Blade Runner Origins | By: Mellow Brown, Mike Johnson, K. Perkins, & Fernando Dagnino | Setting Date: 2009
Published: 2021-2022 | Type: Comic | Issues: 12
Themes: Androids, Futurist Technology, Cybernetics, Scarcity
Summary: Set before the events of the original Blade Runner (1982) film, only Mike Johnson stayed on in an otherwise all new creative team for this latest installment in Titan Comics’ Blade Runner comics franchise. The illustrations are much better than Blade Runner 2029’s, closer to the quality in the first 2019 comic. Unfortunately, it still suffers from many of Blade Runner 2029’s failings, including being far too action heavy and heavily riffing on thematic and aesthetic elements from Blade Runner (1982) and Blade Runner 2049 (2017) down to the costumes and antagonist choice. To call this work derivative is being kind, however it is not applied as cynically as it is in Blade Runner 2029. A major plot point is also taken from Ghost in the Shell (1995) which comes across as off-brand to Blade Runner’s established world building. There are quite a number of disparities in this title to other existing works in the Blade Runner universe which might annoy some fans. Having said that, it is good to see new characters and their developments are better established than Blade Runner 2029’s for the most part, even if the protagonist in this comic is pretty much a Black version of Deckard turned into a lethal killing machine. The narrative is also perhaps more akin to an action comic from Marvel, and for whatever that’s worth, it is an improvement on the disappointingly rehashed plot of Blade Runner 2029. This is worth checking out if you are a fan of the franchise, even if you were let down by Blade Runner 2029. Note: for a more thoughtful take on the Blade Runner universe with an African American hero, check out Dust to Dust (2010), which is also a prequel to Deckard’s story.
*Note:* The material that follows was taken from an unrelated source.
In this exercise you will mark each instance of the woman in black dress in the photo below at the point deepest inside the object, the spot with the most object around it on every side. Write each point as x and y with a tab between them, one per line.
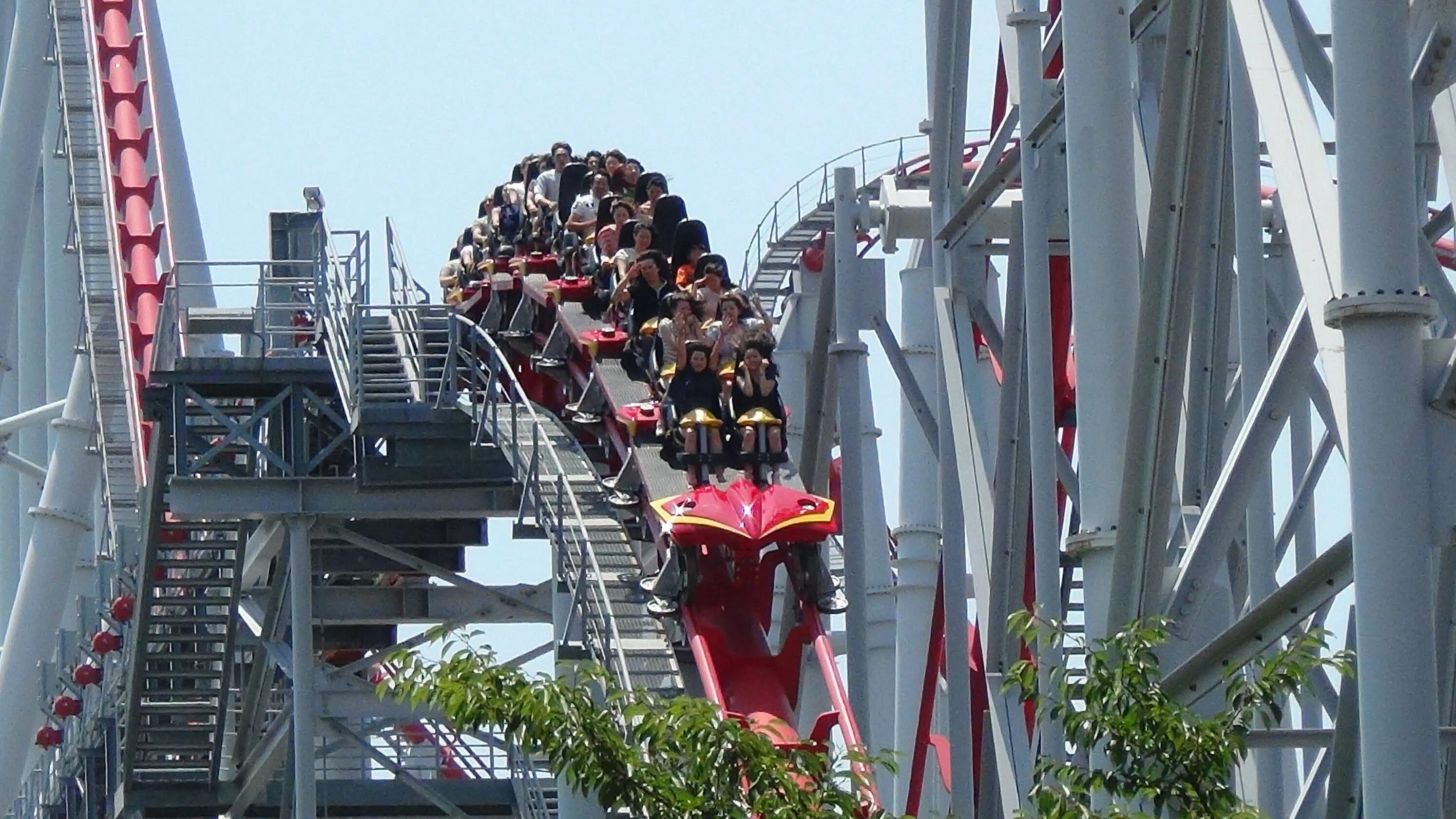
756	387
695	387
Night Hunters | By: Dave Baker & Alexis Ziritt | Setting Date: 2057-2078
Published: 2022 | Type: Comic | Issues: 4
Themes: Cybernetics, Scarcity, Over-population, Dystopia
Summary: An independent comic uniquely set in Caracas, Venezuela that revolves around two brothers in conflict: a cybernetically enhanced police sniper and a drug lord. Big on action, with simplistic but graphic illustrations and with a rather basic but pure cyberpunk narrative and setting; this comic is well worth checking out even just as an art book. With Caracas transformed into an over-populated ghetto with waiting lists to get into prisons, a rather bleak and violent future is depicted in Night Hunters. Baker and Ziritt are independent artists who are creating new cyberpunk works in fresh settings, rather than the typical long-coating wearing Deckard clone in an American or Asian city, and that is something that fans of the genre should be supporting.